Just caught up with Vita Mea, the online home of Roman Catholic seminarian Dennis Schenkel, whose mission trip to Guatemala is inspiring him to write some of his strongest-ever posts. His provocative "Coming Out" is about something that I've only heard one Catholic clergyman discuss—and I'll keep that man's name private. Dennis writes:

Some people have been telling me for a long time that I should change. My lifestyle has not been compatible with the Christianity I profess. It doesn´t matter what my urges are, or what I´m attracted to, they say. They claim I can change and that just because I´m attracted in a way that´s different from other people, I can simply exercise some kind of self-control. They´re telling me that I´m not some kind of animal who doesn´t have control over what he´s attracted to.
Do read it before you make any conclusions—and note Dennis's use of "what" as opposed to "whom."

Dennis goes on:
I choose, regardless of my inclinations. I´m not compelled beyond reason by urges beyond my power to do things I know are wrong.
It's sad that this is such a radical idea in today's society—the idea that we bear personal responsibility for whether or not we act upon physical urges. Planned Parenthood, for example, is all about "choice," yet it insists that when it comes to resisting physical urges, we don't really have a choice—we can choose only how we will handle the aftermath.

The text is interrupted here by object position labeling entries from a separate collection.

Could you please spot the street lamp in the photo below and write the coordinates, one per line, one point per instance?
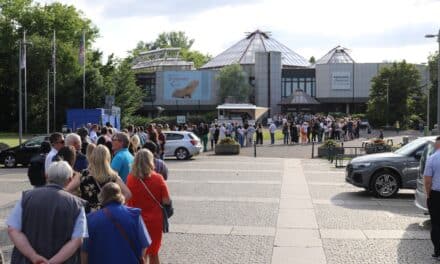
(438, 78)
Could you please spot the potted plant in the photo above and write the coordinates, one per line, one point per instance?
(227, 146)
(328, 146)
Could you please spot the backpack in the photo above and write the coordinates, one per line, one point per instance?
(36, 171)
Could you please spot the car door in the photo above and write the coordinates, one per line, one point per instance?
(28, 149)
(172, 143)
(411, 170)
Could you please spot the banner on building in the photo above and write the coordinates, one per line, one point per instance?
(187, 85)
(341, 80)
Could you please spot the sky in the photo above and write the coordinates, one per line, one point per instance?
(373, 30)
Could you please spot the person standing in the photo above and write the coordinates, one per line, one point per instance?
(285, 134)
(117, 233)
(56, 141)
(123, 159)
(259, 134)
(432, 190)
(162, 140)
(74, 140)
(47, 224)
(272, 129)
(148, 188)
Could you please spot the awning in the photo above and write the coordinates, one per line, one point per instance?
(299, 97)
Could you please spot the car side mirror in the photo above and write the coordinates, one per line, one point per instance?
(418, 155)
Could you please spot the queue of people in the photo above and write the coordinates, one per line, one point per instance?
(103, 187)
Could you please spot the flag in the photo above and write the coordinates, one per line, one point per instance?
(82, 51)
(23, 52)
(54, 51)
(23, 57)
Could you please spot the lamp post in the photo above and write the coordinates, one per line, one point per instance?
(438, 77)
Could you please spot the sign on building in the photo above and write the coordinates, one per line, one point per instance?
(341, 80)
(187, 85)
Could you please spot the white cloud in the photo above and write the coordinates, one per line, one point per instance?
(374, 30)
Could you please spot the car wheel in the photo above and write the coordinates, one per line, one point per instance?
(385, 184)
(10, 161)
(182, 154)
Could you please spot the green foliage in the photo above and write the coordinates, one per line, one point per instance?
(174, 39)
(234, 83)
(404, 93)
(228, 141)
(40, 21)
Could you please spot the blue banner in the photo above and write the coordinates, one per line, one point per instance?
(187, 85)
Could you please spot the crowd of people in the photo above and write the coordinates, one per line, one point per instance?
(107, 190)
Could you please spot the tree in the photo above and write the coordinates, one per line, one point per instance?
(401, 81)
(234, 83)
(433, 76)
(174, 39)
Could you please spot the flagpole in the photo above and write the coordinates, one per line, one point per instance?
(54, 81)
(48, 103)
(25, 82)
(84, 70)
(20, 128)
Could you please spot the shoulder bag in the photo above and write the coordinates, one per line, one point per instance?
(123, 233)
(167, 209)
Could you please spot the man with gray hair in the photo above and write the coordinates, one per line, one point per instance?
(74, 140)
(123, 159)
(48, 224)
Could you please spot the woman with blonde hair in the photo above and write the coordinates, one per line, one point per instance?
(148, 189)
(135, 144)
(97, 175)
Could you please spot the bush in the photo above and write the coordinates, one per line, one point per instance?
(228, 141)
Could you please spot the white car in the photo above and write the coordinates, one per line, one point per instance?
(181, 144)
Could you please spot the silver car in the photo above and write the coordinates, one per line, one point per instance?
(420, 195)
(385, 173)
(181, 144)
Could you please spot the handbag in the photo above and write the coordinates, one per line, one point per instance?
(123, 233)
(167, 209)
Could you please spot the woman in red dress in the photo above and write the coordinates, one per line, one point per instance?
(142, 177)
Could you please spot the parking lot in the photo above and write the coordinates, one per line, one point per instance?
(274, 210)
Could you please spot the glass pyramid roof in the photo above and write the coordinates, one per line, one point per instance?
(243, 52)
(336, 55)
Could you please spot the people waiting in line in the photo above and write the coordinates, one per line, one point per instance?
(35, 225)
(148, 189)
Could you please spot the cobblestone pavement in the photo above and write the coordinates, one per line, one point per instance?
(273, 210)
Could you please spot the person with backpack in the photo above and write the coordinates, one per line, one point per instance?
(36, 170)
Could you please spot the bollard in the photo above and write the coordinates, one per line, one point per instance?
(255, 149)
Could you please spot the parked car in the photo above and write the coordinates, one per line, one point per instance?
(420, 195)
(181, 144)
(23, 153)
(385, 173)
(364, 123)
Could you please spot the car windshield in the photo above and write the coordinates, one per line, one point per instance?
(411, 147)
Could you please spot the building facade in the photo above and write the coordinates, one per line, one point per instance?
(275, 72)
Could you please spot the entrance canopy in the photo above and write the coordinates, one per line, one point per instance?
(240, 113)
(299, 97)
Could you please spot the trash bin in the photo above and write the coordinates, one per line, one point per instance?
(405, 140)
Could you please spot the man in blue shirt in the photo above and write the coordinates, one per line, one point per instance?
(432, 189)
(123, 159)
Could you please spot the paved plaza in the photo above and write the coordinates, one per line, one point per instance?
(241, 209)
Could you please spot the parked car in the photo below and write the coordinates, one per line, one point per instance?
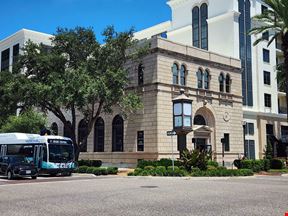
(17, 166)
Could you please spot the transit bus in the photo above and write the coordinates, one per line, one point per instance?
(50, 154)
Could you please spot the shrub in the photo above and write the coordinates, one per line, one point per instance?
(237, 163)
(90, 163)
(149, 168)
(112, 170)
(212, 163)
(160, 171)
(82, 169)
(277, 164)
(97, 171)
(90, 170)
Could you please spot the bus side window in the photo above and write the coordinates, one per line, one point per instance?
(45, 153)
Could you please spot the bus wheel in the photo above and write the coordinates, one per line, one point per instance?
(10, 175)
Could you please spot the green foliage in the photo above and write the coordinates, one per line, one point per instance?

I can relate to Dennis, because to this day I struggle to unlearn past behaviors that were limiting and instead widen my horizons to admit the better choices that God enables me to make.

What Planned Parenthood and their ilk will never understand is that many of the very physical behaviors which it touts as fine "choices" are in fact constricting, because—put in a godless context—they force us to view our bodies as mere repositories of physical sensation.

Admittedly, it's scary to think of a world where one's choices are truly choices, requiring personal responsibility and not mere acquiescence to physical urges. Nonetheless, the rewards of such a lifestyle are well worth the risk.

In Planned Parenthood's worldview, a person can make only the "right" choice, because each decision is according to what is right for one at the moment one makes a choice. But where there are no wrong choices, there really can be no right choices either.

I've made a lot of wrong choices, and sometimes I still make them. Yet, as Paul wrote, Christ died for us while we were yet sinners. Standing in His love, I have to believe that it is never too late to change my behavior and bring it in line with His vision for me, which is that I be in Jesus' image—or, looking to a feminine paradigm, the image of His Mother. Now, that's an alternative lifestyle.